Giorgio de Chirico - Árabe a Cavalo (1935)
O islão é universalista. O
multiculturalismo — no sentido de um ideal de convivência de culturas, todas
com mesmo valor — é um mal menor para os islamistas na Europa. Em minoria, o
multiculturalismo é útil para expandir islão. Quanto ao actual relativismo europeu,
não é partilhado pelo crente muçulmano. Pelo contrário, aceitá-lo seria negar o
próprio islão. (José Pedro Teixeira Fernandes, Público)
Por que razão a questão islâmica é – para o mundo, em particular para
a Europa – muito mais séria do que aquilo que parece ser a um olhar superficial?
Não é por causa dos atentados terroristas, por muito dolorosos que, material e
simbolicamente, eles sejam. O artigo citado em epígrafe ajuda a perceber essas
razões. Vale a pena, contudo, sublinhar dois aspectos que convém ter em mente
sempre que se aborda a questão islâmica.
Em primeiro lugar vem a natureza universalista do islão. Os seus
adeptos, como em tempos os cristãos, não o vêem como uma religião particular ao
lado de outras. O islão é a religião, a única verdadeira religião. Ela superou,
à maneira hegeliana, as limitações tanto do judaísmo como do cristianismo, que
são agora completados e suprimidos pela revelação islâmica. O islão não é
concebida pelos crentes, pelas elites religiosas e políticas, como um
particularismo cultural ao lado de outros particularismos. Esta vocação
universalista – com o desprezo do multiculturalismo, a pobre panaceia tão ao
agrado de certas correntes ocidentais – aliada à tradição político-militar
inerente à história da emergência e expansão da religião do profeta é a fonte
de todos os problemas. Existe a convicção de que se conhece e possui a verdade,
que esta tem um valor absoluto e que é lícito impor essa verdade a quem quer
que seja, pelos métodos consagrados pelo próprio islão, dos quais a violência
não está arredada. Podemos todos olhar para o lado e fingir que isto não
existe, mas muitos milhões de seres humanos acreditam nisso e não mexerão um
dedo para defender o direito de outros a possuírem convicções diferentes.

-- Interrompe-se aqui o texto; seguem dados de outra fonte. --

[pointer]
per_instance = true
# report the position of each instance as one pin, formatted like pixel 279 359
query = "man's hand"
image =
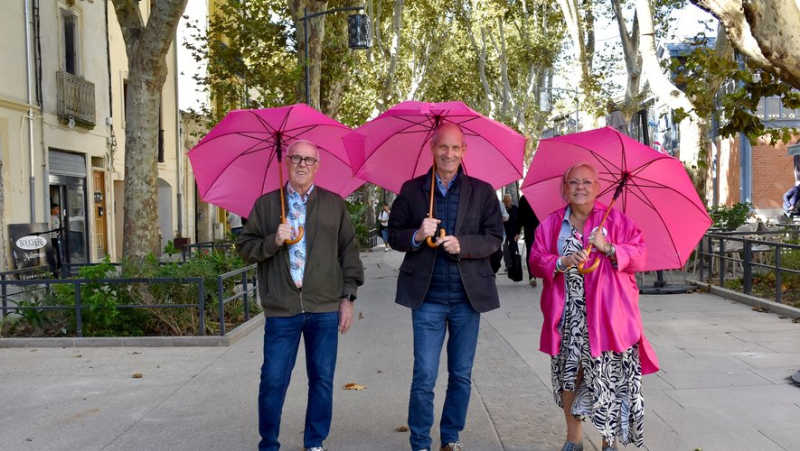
pixel 427 229
pixel 450 244
pixel 345 315
pixel 284 233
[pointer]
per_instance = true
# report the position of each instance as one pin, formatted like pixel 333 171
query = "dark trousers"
pixel 281 340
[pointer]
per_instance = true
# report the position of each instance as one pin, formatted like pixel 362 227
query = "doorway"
pixel 70 194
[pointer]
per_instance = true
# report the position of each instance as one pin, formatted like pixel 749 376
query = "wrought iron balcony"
pixel 75 99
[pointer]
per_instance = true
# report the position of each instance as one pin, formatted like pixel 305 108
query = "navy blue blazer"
pixel 479 229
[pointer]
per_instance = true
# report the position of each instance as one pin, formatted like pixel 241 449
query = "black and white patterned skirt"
pixel 610 395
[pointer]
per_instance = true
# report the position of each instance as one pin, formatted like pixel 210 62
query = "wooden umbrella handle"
pixel 429 240
pixel 596 263
pixel 283 210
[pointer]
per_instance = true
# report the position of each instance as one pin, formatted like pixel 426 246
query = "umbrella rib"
pixel 647 202
pixel 490 143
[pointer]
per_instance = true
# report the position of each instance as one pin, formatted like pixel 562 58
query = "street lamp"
pixel 357 30
pixel 577 105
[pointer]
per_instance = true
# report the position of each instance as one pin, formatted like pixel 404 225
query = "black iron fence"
pixel 751 253
pixel 23 290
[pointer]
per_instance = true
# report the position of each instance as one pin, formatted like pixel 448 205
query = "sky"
pixel 688 24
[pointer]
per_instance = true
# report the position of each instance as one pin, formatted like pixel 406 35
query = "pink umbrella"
pixel 652 188
pixel 240 158
pixel 394 147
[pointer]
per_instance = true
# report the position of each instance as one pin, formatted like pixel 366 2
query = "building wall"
pixel 772 175
pixel 26 159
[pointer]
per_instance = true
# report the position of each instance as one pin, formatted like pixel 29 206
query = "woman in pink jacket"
pixel 592 325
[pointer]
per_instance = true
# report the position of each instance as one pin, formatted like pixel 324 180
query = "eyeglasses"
pixel 576 183
pixel 296 159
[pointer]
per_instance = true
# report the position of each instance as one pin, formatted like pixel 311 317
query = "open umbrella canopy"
pixel 238 160
pixel 653 189
pixel 394 147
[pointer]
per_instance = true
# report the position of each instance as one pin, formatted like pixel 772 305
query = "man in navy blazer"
pixel 447 286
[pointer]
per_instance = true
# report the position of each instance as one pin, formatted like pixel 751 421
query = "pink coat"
pixel 612 296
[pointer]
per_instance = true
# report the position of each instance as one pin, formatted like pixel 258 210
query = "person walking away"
pixel 307 289
pixel 790 198
pixel 528 223
pixel 592 325
pixel 383 220
pixel 447 287
pixel 496 259
pixel 235 221
pixel 511 230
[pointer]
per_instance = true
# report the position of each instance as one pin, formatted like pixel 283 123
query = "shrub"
pixel 729 218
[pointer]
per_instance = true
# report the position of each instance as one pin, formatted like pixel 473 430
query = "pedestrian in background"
pixel 306 290
pixel 383 220
pixel 235 221
pixel 511 229
pixel 592 325
pixel 447 287
pixel 528 223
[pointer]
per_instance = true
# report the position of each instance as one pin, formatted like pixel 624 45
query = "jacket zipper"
pixel 302 307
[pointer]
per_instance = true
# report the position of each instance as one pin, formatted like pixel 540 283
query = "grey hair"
pixel 300 142
pixel 443 126
pixel 582 164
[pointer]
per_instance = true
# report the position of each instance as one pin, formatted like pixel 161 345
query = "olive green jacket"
pixel 333 268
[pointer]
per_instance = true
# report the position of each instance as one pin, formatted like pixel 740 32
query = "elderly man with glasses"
pixel 307 289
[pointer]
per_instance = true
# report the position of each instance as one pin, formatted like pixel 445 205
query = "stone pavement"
pixel 723 384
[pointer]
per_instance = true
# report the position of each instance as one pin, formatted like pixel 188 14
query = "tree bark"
pixel 633 59
pixel 147 46
pixel 764 31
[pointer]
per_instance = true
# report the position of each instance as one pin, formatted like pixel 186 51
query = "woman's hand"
pixel 599 241
pixel 574 259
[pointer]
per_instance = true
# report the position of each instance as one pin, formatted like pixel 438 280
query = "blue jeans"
pixel 281 340
pixel 430 321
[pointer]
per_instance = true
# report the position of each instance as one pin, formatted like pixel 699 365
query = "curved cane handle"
pixel 594 266
pixel 299 237
pixel 432 243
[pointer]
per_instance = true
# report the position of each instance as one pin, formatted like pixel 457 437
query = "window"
pixel 160 137
pixel 70 28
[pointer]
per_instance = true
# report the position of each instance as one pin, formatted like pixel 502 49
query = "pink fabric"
pixel 658 194
pixel 612 296
pixel 236 162
pixel 394 147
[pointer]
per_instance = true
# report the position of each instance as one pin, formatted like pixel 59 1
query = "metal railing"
pixel 79 307
pixel 246 290
pixel 14 292
pixel 717 250
pixel 75 98
pixel 208 246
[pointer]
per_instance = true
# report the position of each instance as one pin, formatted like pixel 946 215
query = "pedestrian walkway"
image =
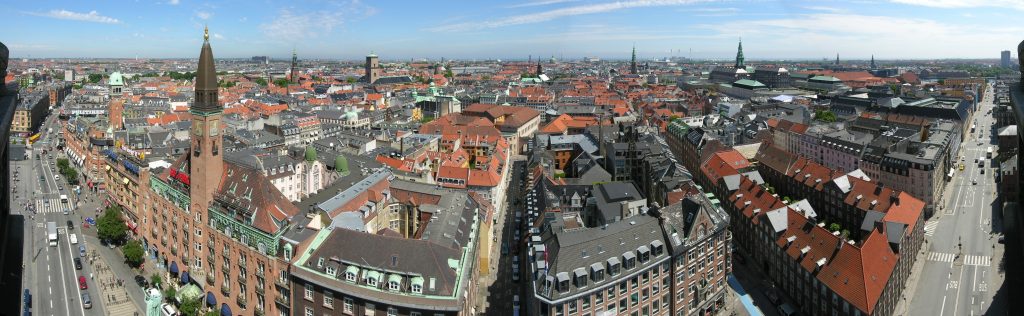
pixel 113 291
pixel 982 261
pixel 971 260
pixel 941 257
pixel 930 227
pixel 50 206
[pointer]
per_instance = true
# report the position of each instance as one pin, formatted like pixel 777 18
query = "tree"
pixel 111 227
pixel 824 116
pixel 189 306
pixel 156 280
pixel 169 294
pixel 133 254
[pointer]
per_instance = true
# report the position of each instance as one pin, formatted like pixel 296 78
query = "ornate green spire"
pixel 310 153
pixel 633 63
pixel 739 55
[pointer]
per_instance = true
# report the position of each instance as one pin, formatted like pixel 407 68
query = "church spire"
pixel 206 80
pixel 739 55
pixel 633 63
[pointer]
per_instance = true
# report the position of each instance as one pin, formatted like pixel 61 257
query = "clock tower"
pixel 206 161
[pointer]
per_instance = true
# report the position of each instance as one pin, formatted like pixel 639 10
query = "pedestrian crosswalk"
pixel 983 261
pixel 941 257
pixel 51 206
pixel 970 260
pixel 930 227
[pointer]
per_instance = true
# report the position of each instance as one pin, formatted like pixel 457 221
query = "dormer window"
pixel 658 247
pixel 580 274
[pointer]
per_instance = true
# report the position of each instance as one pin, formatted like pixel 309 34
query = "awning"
pixel 188 291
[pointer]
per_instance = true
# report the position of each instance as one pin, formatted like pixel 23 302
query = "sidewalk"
pixel 114 298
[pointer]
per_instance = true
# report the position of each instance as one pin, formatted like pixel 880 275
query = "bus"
pixel 51 233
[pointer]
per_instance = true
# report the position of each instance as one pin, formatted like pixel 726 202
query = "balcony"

Em segundo lugar vem a questão do nosso relativismo. A relativização
que fizemos de todos os valores foi a forma de encontrarmos uma convivência
pacífica entre nós. Isso permitiu, antes de tudo, a convivência entre as
diferentes interpretações do cristianismo, e levou, de seguida, à possibilidade
do pluralismo político e, não menos importante, a um pluralismo ético, onde projectos
de vida completamente diferentes existem lado a lado, sem que se sinta a necessidade
de se impor globalmente uma forma de vida verdadeira. Este relativismo, que
caracteriza a modernidade e é visto pelos ocidentais como virtuoso e a fonte da
sua força, é inaceitável pelo islão. Essa não aceitação, por outro lado,
conjuga-se com a suspeita, por muitos sectores muçulmanos, de que essa é uma fraqueza
do ocidente, fraqueza essa que, do ponto de vista estratégico, deve ser
explorada, para que, num futuro mais ou menos próximo, a única religião
verdadeira se possa impor.
O que está assim em jogo é o conflito entre aqueles que crêem estar na
posse de uma verdade absoluta e aqueles que, pela experiência e pelos seus
próprios fundamentos culturais, aprenderam a relativizar as suas crenças, ao
instalar o princípio crítico-racional como motor de todas as crenças. O islão é
um problema não tanto, como se disse atrás, por causa do terrorismo. Este –
como outros terrorismos que já assolaram a Europa – é apenas a face mais
ostensiva e violenta da crença ingénua (não criticada) de que se possui uma
verdade absoluta, a qual deve ser imposta, custe o que custar. Temos um problema que provavelmente será, por muito tempo, irresolúvel.